# Permutation And Combination Problems

## Permutation And Combination Problems

When the order doesn't matter, it is a **Combination**. When the order does matter it is a **Permutation**. In other words A Permutation is an ordered Combination.

**Combination**When the order doesn't matter, it is a Combination. A Permutation is an ordered Combination.**Permutation**When the order does matter it is a Permutation. To help you to remember, think "Permutation ... Position"

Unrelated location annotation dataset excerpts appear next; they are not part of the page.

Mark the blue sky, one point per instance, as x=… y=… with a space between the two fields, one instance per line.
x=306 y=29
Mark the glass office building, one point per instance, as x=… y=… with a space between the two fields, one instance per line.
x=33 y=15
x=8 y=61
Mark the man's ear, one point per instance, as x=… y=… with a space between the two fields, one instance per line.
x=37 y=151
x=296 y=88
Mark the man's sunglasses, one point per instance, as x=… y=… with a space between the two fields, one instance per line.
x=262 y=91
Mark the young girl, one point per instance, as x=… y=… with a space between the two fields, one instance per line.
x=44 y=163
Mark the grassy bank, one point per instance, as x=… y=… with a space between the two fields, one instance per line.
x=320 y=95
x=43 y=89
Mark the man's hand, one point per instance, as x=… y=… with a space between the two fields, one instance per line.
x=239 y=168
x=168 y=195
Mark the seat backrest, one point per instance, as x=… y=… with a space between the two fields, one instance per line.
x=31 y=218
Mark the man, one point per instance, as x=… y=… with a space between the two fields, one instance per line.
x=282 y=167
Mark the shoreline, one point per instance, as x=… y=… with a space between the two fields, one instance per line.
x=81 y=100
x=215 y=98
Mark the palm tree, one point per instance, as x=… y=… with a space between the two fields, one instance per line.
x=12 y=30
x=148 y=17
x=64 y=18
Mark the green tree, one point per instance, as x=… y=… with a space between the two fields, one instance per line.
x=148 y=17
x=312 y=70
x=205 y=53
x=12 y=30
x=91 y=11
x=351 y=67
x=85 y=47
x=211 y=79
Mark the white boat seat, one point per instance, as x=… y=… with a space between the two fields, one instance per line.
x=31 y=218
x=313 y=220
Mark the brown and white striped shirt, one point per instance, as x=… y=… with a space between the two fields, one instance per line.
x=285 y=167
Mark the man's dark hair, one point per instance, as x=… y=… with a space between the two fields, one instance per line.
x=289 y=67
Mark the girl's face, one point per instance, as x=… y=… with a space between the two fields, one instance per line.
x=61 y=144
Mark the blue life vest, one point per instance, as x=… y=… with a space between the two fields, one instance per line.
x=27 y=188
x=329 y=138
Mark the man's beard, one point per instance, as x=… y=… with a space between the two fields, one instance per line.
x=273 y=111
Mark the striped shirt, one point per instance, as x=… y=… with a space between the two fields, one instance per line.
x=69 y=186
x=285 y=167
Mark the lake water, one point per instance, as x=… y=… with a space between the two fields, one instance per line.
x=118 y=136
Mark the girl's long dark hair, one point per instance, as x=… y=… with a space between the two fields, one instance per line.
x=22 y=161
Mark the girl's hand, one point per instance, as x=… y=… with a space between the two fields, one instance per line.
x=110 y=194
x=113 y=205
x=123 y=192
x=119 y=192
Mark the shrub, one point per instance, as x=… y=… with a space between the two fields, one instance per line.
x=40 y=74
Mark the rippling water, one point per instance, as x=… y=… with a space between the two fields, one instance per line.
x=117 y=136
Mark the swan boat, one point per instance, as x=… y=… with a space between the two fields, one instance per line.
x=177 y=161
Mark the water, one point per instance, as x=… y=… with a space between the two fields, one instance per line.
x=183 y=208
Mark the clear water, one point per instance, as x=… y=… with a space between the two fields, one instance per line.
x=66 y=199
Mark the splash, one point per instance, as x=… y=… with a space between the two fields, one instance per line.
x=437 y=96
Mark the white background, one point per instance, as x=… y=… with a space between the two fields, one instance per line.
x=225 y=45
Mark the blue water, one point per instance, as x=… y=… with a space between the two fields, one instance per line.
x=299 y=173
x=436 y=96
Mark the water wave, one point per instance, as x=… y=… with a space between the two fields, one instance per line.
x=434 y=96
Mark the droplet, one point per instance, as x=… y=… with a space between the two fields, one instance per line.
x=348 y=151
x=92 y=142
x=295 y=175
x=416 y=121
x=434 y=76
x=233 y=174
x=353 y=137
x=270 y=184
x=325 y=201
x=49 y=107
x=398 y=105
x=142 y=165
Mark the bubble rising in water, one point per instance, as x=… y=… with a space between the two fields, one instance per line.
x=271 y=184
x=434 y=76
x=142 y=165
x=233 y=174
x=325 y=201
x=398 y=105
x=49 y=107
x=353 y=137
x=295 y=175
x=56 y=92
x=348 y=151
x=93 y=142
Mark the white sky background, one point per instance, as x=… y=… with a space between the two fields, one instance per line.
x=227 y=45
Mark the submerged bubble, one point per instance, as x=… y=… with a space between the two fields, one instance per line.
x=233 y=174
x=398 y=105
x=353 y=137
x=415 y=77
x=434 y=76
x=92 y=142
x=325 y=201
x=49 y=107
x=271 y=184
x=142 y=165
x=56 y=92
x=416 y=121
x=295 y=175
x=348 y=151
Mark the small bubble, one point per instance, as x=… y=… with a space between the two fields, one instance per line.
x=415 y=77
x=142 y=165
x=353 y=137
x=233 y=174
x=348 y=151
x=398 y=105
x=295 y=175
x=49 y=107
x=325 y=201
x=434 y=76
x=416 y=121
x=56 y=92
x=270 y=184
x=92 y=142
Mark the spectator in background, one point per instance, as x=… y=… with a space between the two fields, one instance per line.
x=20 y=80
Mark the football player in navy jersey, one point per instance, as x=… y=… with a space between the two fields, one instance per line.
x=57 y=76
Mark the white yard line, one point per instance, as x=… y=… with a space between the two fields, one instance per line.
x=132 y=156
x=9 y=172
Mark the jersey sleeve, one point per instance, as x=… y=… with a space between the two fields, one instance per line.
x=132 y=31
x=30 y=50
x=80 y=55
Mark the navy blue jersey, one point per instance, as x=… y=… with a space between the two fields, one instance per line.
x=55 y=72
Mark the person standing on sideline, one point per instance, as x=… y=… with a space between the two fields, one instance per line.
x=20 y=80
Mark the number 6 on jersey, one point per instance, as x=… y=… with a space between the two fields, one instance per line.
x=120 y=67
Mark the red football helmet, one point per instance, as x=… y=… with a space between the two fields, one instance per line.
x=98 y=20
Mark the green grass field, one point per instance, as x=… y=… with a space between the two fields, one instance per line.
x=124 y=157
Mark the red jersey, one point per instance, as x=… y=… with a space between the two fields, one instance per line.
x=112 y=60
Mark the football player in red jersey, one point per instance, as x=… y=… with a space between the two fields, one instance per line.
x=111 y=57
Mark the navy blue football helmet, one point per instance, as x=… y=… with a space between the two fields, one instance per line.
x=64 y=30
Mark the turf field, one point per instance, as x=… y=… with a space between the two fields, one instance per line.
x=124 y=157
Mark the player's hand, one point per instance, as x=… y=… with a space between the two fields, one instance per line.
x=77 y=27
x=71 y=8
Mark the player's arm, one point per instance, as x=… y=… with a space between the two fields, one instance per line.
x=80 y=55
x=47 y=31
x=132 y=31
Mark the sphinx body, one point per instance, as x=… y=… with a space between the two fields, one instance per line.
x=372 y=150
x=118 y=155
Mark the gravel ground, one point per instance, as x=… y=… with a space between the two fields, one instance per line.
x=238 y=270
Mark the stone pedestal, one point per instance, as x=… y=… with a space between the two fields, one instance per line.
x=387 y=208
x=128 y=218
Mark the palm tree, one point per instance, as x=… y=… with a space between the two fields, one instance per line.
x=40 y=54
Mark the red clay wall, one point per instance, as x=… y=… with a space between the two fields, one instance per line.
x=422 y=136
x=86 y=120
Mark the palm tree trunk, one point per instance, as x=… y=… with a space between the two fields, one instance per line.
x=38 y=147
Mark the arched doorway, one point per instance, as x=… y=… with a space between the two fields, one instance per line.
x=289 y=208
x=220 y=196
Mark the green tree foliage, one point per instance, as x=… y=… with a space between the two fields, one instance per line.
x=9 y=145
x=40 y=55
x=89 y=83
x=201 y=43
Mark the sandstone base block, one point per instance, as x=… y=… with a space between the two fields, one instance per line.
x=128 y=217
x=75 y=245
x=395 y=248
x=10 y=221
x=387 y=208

The Different arrangements which can be made by taking some or all of the given things or objects at a time is called Permutation.

Each of the different selections or groups which is made by taking some or all of a number of things or objects at a time is called combination .

### Types of Permutation

There are basically two types of permutation:

**Repetition is Allowed:**such as the lock above. It could be "333".**No Repetition:**for example the first three people in a running race. You can't be first and second.

### Permutations with Repetition

These are the easiest to calculate. When a thing has n different types ... we have n choices each time! For example: choosing 3 of those things, the permutations are: n * n * n (n multiplied 3 times)

More generally: choosing r of something that has n different types, the permutations are: n × n × ... (r times)

(In other words, there are n possibilities for the first choice, THEN there are n possibilities for the second choice, and so on, multiplying each time.)

Which is easier to write down using an exponent of r: n × n × ... (r times) = n ^{r}

**Example: **Iin the lock above, there are 10 numbers to choose from (0,1,2,3,4,5,6,7,8,9) and we choose 3 of them: 10 × 10 × ... (3 times) = 103 = 1,000 permutations

## So, the formula is simply:

n^{r}where n is the number of things to choose from, and we choose r of them, repetition is allowed, and order matters.

**Question 1: **In how many different ways can the letters of the word 'OPTICAL' be arranged so that the vowels always come together?

**(A)**920**(B)**825**(C)**720**(D)**610

**Answer: **(C) 720

## Solution

The word 'OPTICAL' has 7 letters. It has the vowels 'O','I','A' in it and these 3 vowels should always come together. Hence these three vowels can be grouped and considered as a single letter. That is, PTCL(OIA). Hence we can assume total letters as 5 and all these letters are different. Number of ways to arrange these letters = 5! = 5 * * 3 * 2 * 1 = 120 All the 3 vowels (OIA) are different Number of ways to arrange these vowels among themselves = 3! = 3* 2 * 1 = 6 Hence, required number of ways = 120 * 6 = 720

**Question 2: **In how many different ways can the letters of the word 'CORPORATION' be arranged so that the vowels always come together?

**(A)**810**(B)**1440**(C)**2880**(D)**50400

**Answer: **(D) 50400

## Solution

In the word 'CORPORATION', we treat the vowels OOAIO as one letter. Thus, we have CRPRTN (OOAIO). This has 7 (6 + 1) letters of which R occurs 2 times and the rest are different. Number of ways arranging these letters = 7!/2! = 2520 Now, 5 vowels in which O occurs 3 times and the rest are different, can be arranged in 5!/3! = 20 ways Required number of ways = (2520 x 20) = 50400.

**Question 3: **In how many ways can the letters of the word 'LEADER' be arranged?

**(A)**72**(B)**144**(C)**360**(D)**720

**Answer: **(C) 360

## Solution

The word 'LEADER' contains 6 letters, namely 1L, 2E, 1A, 1D and 1R. Required number of ways = 6!/(1!)(2!)(1!)(1!)(1!) = 360

**Question 1: **In how many different ways can the letters of the word 'DETAIL' be arranged in such a way that the vowels occupy only the odd positions?

**(A)**32**(B)**48**(C)**36**(D)**60

**Answer: **(C) 36

## Solution

There are 6 letters in the given word, out of which there are 3 vowels and 3 consonants. Let us mark these positions as under: (1) (2) (3) (4) (5) (6) Now, 3 vowels can be placed at any of the three places out 4, marked 1, 3, 5 Number of ways of arranging the vowels =^{3}P_{3}= 3! = 6 Also, the 3 consonants can be arranged at the remaining 3 positions. Number of ways of these arrangements =^{3}P_{3}= 3! = 6 Total number of ways = (6 x 6) = 36.